They’re these 3D printed quick build blocks. @Billfred linked them above already, but I figured I’d clarify too
There’s a lot of really great advice in this thread, so instead of echoing it I’ll just point to this one thing: 9 hours a week is a very small amount of time, well below the norm I’ve seen in FRC. Across many teams (not just CD teams), 20-30 hours per week seems to be pretty typical, for average teams up through world champions. Adding more time to a broken system won’t help, you’ll need to find a way to also implement other advice in this thread, but it doesn’t surprise me at all that your team moves slowly when you’re meeting so little.
One thing I’ve noticed both with my own team and by talking with better teams is the value in long meetings.
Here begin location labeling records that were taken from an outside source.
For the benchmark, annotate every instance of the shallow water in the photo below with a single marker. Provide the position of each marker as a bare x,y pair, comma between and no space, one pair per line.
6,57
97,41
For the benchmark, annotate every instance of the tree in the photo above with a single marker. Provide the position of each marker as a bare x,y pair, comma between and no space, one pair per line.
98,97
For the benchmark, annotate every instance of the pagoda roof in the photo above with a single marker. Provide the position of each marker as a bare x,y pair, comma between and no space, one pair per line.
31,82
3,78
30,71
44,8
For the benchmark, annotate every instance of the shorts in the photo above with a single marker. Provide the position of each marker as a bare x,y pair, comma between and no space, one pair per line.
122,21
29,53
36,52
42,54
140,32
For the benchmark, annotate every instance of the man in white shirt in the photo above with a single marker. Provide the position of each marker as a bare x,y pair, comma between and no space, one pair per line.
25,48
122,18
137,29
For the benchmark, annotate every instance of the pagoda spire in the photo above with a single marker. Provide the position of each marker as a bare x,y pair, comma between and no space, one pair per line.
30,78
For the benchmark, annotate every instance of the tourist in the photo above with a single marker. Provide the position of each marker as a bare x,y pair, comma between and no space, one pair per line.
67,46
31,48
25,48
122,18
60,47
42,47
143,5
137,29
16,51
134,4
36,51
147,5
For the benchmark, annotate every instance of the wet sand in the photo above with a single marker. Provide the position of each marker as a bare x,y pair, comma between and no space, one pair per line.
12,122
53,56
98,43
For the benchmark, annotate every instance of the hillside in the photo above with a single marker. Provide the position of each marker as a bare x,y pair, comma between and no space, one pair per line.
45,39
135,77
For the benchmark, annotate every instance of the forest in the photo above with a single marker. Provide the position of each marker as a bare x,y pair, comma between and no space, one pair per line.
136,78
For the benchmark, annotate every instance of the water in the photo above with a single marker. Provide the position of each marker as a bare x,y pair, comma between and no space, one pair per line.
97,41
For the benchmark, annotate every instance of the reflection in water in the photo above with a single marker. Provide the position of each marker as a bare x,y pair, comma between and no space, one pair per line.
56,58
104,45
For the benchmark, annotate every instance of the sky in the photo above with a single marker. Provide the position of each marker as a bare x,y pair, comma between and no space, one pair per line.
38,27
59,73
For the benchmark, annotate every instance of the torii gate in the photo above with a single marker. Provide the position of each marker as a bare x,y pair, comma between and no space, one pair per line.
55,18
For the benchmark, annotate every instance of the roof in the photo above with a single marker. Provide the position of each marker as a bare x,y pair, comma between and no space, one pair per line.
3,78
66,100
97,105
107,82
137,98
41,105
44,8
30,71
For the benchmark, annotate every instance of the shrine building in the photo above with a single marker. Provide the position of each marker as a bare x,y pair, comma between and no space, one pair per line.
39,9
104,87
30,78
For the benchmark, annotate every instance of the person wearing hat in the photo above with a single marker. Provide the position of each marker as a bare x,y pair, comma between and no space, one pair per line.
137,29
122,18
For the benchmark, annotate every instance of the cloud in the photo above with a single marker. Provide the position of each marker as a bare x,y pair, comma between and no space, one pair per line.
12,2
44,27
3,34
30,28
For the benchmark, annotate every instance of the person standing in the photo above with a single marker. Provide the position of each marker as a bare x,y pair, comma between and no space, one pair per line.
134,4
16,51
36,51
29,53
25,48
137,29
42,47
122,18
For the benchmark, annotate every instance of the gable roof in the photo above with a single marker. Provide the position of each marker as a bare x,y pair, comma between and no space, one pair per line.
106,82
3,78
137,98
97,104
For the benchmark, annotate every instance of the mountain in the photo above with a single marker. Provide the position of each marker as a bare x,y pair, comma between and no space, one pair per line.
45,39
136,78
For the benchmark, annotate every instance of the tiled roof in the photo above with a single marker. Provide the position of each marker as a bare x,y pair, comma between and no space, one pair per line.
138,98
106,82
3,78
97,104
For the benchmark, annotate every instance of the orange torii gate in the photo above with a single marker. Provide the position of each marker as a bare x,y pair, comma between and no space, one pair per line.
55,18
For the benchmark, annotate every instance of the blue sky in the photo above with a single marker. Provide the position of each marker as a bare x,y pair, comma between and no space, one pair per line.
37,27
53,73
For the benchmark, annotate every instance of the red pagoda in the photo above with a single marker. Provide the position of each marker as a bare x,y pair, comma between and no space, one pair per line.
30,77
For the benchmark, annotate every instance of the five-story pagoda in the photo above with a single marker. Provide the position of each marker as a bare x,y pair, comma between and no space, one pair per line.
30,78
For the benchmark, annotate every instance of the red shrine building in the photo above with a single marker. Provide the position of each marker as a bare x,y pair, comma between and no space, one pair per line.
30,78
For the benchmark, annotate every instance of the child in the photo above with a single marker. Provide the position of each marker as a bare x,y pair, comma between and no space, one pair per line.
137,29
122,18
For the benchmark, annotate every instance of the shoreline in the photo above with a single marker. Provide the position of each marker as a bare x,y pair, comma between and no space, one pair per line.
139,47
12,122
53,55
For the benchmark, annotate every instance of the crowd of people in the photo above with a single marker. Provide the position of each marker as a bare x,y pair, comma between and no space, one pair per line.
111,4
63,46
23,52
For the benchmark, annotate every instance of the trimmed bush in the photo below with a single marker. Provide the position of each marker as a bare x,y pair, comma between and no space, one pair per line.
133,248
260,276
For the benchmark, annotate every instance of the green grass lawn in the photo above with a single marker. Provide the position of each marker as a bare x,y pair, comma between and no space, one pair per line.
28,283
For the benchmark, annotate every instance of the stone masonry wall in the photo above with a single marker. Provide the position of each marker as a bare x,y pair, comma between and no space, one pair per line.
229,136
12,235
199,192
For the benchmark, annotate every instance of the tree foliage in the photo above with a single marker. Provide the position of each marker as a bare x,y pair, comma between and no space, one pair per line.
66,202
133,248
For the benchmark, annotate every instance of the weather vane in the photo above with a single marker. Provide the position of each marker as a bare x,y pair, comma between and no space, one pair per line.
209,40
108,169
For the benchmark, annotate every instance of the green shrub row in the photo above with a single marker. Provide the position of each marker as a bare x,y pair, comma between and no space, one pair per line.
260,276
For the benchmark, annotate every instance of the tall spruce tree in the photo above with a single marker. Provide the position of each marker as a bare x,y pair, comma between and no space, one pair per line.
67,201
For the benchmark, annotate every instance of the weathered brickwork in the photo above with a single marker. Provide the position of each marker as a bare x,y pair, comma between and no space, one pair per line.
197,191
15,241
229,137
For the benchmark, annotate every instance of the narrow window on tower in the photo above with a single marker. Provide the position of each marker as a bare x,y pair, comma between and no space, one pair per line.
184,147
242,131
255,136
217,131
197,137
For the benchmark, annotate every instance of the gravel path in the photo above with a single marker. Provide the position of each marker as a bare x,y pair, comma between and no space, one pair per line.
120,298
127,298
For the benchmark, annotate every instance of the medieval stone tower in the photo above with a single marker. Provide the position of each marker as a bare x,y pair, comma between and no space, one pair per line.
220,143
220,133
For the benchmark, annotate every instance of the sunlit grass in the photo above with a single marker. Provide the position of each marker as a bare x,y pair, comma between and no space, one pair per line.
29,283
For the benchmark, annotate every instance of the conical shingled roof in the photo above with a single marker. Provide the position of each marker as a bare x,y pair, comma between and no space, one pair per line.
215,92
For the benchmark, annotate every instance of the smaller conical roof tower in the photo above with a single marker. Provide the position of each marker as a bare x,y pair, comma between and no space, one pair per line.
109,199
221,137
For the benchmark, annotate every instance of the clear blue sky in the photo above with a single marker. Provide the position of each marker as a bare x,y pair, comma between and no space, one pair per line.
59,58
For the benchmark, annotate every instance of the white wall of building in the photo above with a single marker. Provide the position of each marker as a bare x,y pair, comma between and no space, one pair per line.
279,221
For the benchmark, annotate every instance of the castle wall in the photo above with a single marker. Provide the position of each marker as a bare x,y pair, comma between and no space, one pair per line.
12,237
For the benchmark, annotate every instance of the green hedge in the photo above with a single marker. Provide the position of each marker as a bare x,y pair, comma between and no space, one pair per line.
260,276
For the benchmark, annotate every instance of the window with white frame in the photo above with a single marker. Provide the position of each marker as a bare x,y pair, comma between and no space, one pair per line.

My team seems to be more productive per hour when we meet for 6-7hr on a Saturday than 3hr on a Wednesday. Your mileage may vary.
Today seems like they day I repost links that have already been posted, but I’ll do it again! I’m having my (fairly new to FRC) captain participate in a little book club with me where we go through the JVN 2018 season blog. We’re going from “The Pact” through to “2018 Championship: recap”. I find the structuring and timeline, while maybe not 100% realistic for a young team like we have, very very helpful to contextualize targets for students.
While on the note of giving students JVN blog posts as homework assignments, all mechanical students read The Weak Robot Cart and write a (very short) reflection that we then sit down and discuss as a group. We also read JVN’s Priority List 2019 as a reference frame for “hey maybe we shouldn’t try and make a crazy complex robot”.
@JVN, thank you for writing your blog! It remains hugely influential to how we run 7525
OP, my team found ourselves in a somewhat similar position after the 2019 season. We systematically failed prototyping for that game, and it showed in our robot performance that year.
What worked for us is leaning far in the other direction. We prototyped a lot during the 2020 season and it definitely paid off. Here’s some tips:
- If you can, encourage prototyping as a team wide activity.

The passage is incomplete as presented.